Vicende Treofan-Jindal e La Città: crisi lavoro nel Salernitano

Le vicende Treofan-Jindal e La Città stanno ingiustamente colpendo alcuni lavoratori e giornalisti del Salernitano

La vicenda Treofan-Jindal, gruppo specializzato nella produzione di film in polipropilene, ha avuto inizio lo scorso mese di dicembre. Ceduta alcuni mesi addietro dalla Treofan Holdings, controllata al 98% dalla finanziaria M&C, ad un nuovo proprietario straniero, l’indiana Jindal, l’azienda ha deciso improvvisamente di chiudere il suo stabilimento di Battipaglia. Un’azione, questa, assolutamente inaspettata, visto il suo ottimo trend andamento sul mercato; inoltre, a destare ulteriore rabbia nei circa 100 lavoratori del Salernitano aveva contribuito la decisione da parte dei vertici di dirottare le commesse verso altre sedi, tra cui quella di Brindisi. Gli operai di Battipaglia, dopo aver messo in atto diverse proteste, avevano poi trovato il sostegno di Andrea Prete, Presidente di Confindustria Salerno, il quale aveva scritto una lettera all’ambasciatrice dell’India in Italia affinché potesse comprendere i motivi che hanno indotto i proprietari di Treofan-Jindal a prendere tale clamorosa decisione.

Vicenda Treofan-Jindal: le trattative al Mise

A tutte queste azioni ha fatto seguito, lunedì scorso 4 febbraio, lo svolgimento di un incontro al Mise con il Vice Capo Gabinetto, Giorgio Sorial, ed i principali protagonisti della vicenda Treofan-Jindal: da un lato, gli amministratori delle varie filiali in Italia; dall’altra, i rappresentanti sindacali. Un invito a partecipare alla riunione era stato rivolto anche ai precedenti proprietari della M&C ma questi ultimi hanno scelto di non presentarsi, alimentando così i dubbi sui criteri e sulle modalità di vendita dell’azienda da essi adoperati. Secondo alcuni rappresentanti sindacali, infatti, il prezzo di acquisto, concordato intorno ai 500 mila euro, non avrebbe rispecchiato il reale valore di un gruppo imprenditoriale divenuto, negli ultimi anni, tra i leader mondiali nel suo settore di riferimento.

Nonostante non avesse ricevuto alcun esplicito invito, il sindaco di Battipaglia, Cecilia Francese, ha tentato invano di partecipare alla riunione; ciononostante, ha poi deciso di aspettare fuori dai portoni del Mise l’esito delle trattative insieme ai dipendenti dello stabilimento di Battipaglia, giunti anch’essi in massa a Roma.
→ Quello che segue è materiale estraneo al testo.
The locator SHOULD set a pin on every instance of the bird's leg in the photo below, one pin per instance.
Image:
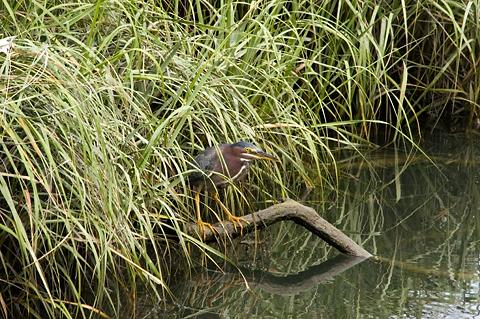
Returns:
(231, 218)
(200, 222)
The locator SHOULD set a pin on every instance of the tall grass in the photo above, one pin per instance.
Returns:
(103, 105)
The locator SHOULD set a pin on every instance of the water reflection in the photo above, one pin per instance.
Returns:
(421, 220)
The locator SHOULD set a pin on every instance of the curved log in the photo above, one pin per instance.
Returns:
(288, 210)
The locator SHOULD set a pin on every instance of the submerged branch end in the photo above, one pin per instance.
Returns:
(288, 210)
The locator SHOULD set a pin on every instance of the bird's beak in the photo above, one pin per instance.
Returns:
(263, 155)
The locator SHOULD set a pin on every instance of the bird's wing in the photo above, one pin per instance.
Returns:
(204, 164)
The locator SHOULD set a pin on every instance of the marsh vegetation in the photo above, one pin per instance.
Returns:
(105, 103)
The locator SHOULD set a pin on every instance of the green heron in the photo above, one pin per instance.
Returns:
(214, 172)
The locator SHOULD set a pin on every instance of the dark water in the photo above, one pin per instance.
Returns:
(420, 220)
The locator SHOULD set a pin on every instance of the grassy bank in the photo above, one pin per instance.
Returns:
(103, 105)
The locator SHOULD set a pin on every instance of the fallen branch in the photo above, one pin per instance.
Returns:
(288, 210)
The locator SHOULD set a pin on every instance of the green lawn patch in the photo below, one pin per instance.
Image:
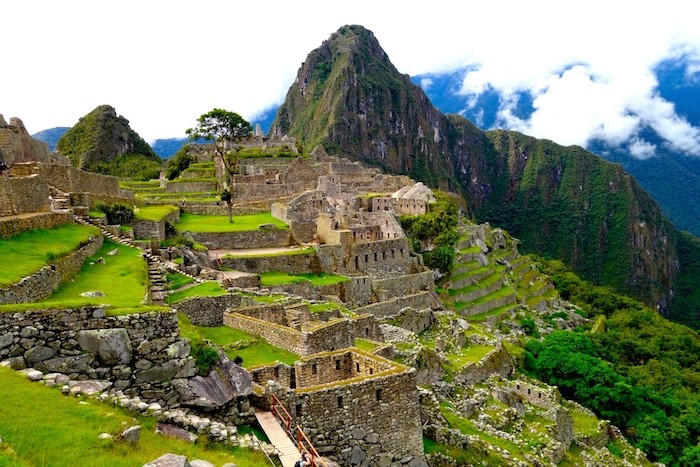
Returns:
(43, 427)
(154, 213)
(29, 251)
(177, 280)
(123, 279)
(272, 278)
(254, 350)
(366, 345)
(206, 289)
(202, 223)
(292, 251)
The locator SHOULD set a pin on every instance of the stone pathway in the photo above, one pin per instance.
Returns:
(288, 452)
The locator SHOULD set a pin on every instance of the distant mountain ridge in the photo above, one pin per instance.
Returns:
(561, 202)
(672, 178)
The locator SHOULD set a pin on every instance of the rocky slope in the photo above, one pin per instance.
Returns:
(99, 138)
(560, 201)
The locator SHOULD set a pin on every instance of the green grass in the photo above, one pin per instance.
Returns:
(291, 251)
(177, 280)
(45, 428)
(29, 251)
(366, 345)
(206, 289)
(202, 223)
(328, 306)
(272, 278)
(154, 213)
(123, 279)
(254, 350)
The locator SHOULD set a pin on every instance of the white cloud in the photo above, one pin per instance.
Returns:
(642, 149)
(162, 63)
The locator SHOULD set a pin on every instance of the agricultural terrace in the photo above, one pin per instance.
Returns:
(154, 213)
(123, 279)
(43, 438)
(203, 223)
(27, 252)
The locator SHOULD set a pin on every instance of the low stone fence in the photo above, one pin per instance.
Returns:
(248, 239)
(497, 361)
(490, 305)
(286, 263)
(146, 229)
(207, 311)
(10, 226)
(140, 353)
(46, 280)
(390, 308)
(403, 285)
(23, 195)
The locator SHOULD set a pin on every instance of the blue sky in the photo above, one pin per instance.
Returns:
(161, 64)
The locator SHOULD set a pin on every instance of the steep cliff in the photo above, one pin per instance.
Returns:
(561, 201)
(100, 138)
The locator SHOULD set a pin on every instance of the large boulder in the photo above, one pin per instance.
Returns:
(224, 383)
(112, 346)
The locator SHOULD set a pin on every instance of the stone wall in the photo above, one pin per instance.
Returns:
(289, 264)
(390, 308)
(69, 179)
(381, 256)
(369, 420)
(23, 195)
(498, 361)
(246, 192)
(186, 186)
(207, 311)
(409, 284)
(140, 353)
(337, 366)
(410, 207)
(10, 226)
(281, 373)
(247, 239)
(44, 282)
(279, 336)
(16, 145)
(145, 229)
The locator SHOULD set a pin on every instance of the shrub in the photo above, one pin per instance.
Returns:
(116, 213)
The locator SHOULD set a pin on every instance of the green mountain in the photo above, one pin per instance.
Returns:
(51, 136)
(560, 201)
(103, 142)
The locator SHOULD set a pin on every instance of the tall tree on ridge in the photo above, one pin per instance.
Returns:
(224, 128)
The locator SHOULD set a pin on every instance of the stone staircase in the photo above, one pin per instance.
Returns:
(151, 258)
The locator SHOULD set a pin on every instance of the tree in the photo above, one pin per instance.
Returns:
(224, 128)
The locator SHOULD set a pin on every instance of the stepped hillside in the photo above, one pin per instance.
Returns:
(51, 136)
(102, 140)
(562, 201)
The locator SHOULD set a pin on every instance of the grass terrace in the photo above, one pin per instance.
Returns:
(273, 278)
(206, 289)
(254, 350)
(123, 279)
(154, 213)
(62, 432)
(203, 223)
(288, 252)
(29, 251)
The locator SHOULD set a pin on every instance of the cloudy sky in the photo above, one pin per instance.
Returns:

Attraverso questo incontro di lunedì scorso, si può dire che un primo e seppur timido passo in avanti nella vicenda Treofan-Jindal è stato compiuto: i vertici indiani hanno provvisoriamente congelato la procedura di licenziamento dei circa 100 dipendenti di Battipaglia. Il Vice Capo Gabinetto Sorial, inoltrando alla proprietà la richiesta di un nuovo piano industriale, ha poi dato appuntamento alle parti per il prossimo 18 febbraio per una conclusione, si spera, positiva e definitiva della questione.
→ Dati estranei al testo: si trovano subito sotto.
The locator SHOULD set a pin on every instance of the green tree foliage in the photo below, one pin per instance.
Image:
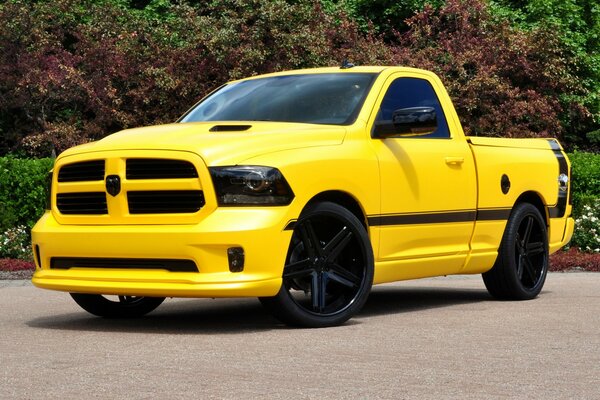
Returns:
(23, 191)
(577, 25)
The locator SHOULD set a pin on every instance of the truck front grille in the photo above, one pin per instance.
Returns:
(82, 171)
(82, 203)
(150, 168)
(167, 186)
(124, 263)
(165, 201)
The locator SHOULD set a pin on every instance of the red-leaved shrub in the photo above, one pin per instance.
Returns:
(573, 259)
(9, 264)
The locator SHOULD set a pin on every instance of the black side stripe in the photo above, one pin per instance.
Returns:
(492, 214)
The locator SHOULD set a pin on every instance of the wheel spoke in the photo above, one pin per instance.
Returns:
(340, 279)
(310, 240)
(318, 290)
(528, 266)
(298, 269)
(333, 249)
(349, 279)
(520, 268)
(535, 248)
(528, 229)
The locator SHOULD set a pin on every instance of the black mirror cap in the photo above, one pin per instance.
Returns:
(413, 121)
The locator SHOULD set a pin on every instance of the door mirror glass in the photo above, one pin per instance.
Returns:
(412, 121)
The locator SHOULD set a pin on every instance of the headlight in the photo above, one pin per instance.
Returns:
(250, 185)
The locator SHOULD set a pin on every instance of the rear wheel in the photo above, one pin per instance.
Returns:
(329, 269)
(522, 264)
(116, 306)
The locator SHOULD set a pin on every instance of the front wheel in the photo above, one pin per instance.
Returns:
(329, 269)
(522, 264)
(120, 307)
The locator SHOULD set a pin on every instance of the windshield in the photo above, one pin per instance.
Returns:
(309, 98)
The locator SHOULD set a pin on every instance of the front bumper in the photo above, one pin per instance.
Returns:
(259, 231)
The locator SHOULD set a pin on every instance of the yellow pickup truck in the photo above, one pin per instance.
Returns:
(303, 188)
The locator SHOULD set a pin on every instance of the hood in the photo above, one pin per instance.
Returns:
(219, 143)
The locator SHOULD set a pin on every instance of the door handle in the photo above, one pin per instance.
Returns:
(454, 160)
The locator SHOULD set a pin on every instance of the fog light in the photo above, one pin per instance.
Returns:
(235, 255)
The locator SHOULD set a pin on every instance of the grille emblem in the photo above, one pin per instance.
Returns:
(113, 185)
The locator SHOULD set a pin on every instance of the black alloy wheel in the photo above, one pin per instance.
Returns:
(329, 269)
(119, 307)
(522, 264)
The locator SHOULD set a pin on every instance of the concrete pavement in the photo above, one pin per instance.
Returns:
(441, 338)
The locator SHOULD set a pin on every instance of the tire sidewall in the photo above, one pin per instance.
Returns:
(286, 309)
(509, 256)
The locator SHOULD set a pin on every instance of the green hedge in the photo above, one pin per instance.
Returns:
(23, 190)
(585, 179)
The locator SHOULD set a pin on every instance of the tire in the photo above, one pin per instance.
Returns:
(328, 272)
(522, 264)
(123, 307)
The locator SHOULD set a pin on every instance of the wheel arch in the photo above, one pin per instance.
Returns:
(536, 200)
(343, 199)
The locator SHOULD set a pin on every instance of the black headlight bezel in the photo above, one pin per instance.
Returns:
(250, 185)
(48, 202)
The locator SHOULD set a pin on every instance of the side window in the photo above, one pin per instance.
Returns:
(413, 92)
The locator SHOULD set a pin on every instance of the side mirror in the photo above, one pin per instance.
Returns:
(413, 121)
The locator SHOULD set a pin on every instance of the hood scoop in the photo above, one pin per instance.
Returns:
(230, 128)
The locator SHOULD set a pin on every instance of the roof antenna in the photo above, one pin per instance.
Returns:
(346, 64)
La vicenda del quotidiano La Città

Un’altra grave crisi occupazionale, sempre nel Salernitano, sta coinvolgendo i giornalisti del quotidiano La Città. Il gruppo editoriale che ne detiene la proprietà aveva comunicato, circa una settimana fa, di voler procedere ad alcuni tagli nella redazione. Nonostante la solidarietà ricevuta dal Sindaco di Salerno, Vincenzo Napoli, dall’Arcivescovo, Luigi Moretti, e dal Presidente dell’ODG Campania, Ottavio Lucarelli, la situazione non è purtroppo affatto migliorata. Il SUGC (Sindacato Unitario Giornalisti Campania) ha diramato nella giornata di ieri, venerdì 8 febbraio, un comunicato nel quale è stato reso noto il licenziamento di quattro giornalisti del quotidiano La Città, tra i quali figura anche il caporedattore, Maurizio D’Elia. Secondo il SUGC, si tratta di un gesto “di una gravità inaudita perché viene meno agli impegni assunti anche alla presenza delle istituzioni e apre la strada ad un inevitabile ridimensionamento del giornale, con inevitabili riflessi negativi sulla qualità dell’informazione e sulla tenuta dell’occupazione”.

In merito alle vicende Treofan-Jindal e La Città, PSB esprime tutta la sua solidarietà nei confronti dei lavoratori e dei giornalisti coinvolti, confidando in una positiva risoluzione delle rispettive crisi occupazionali.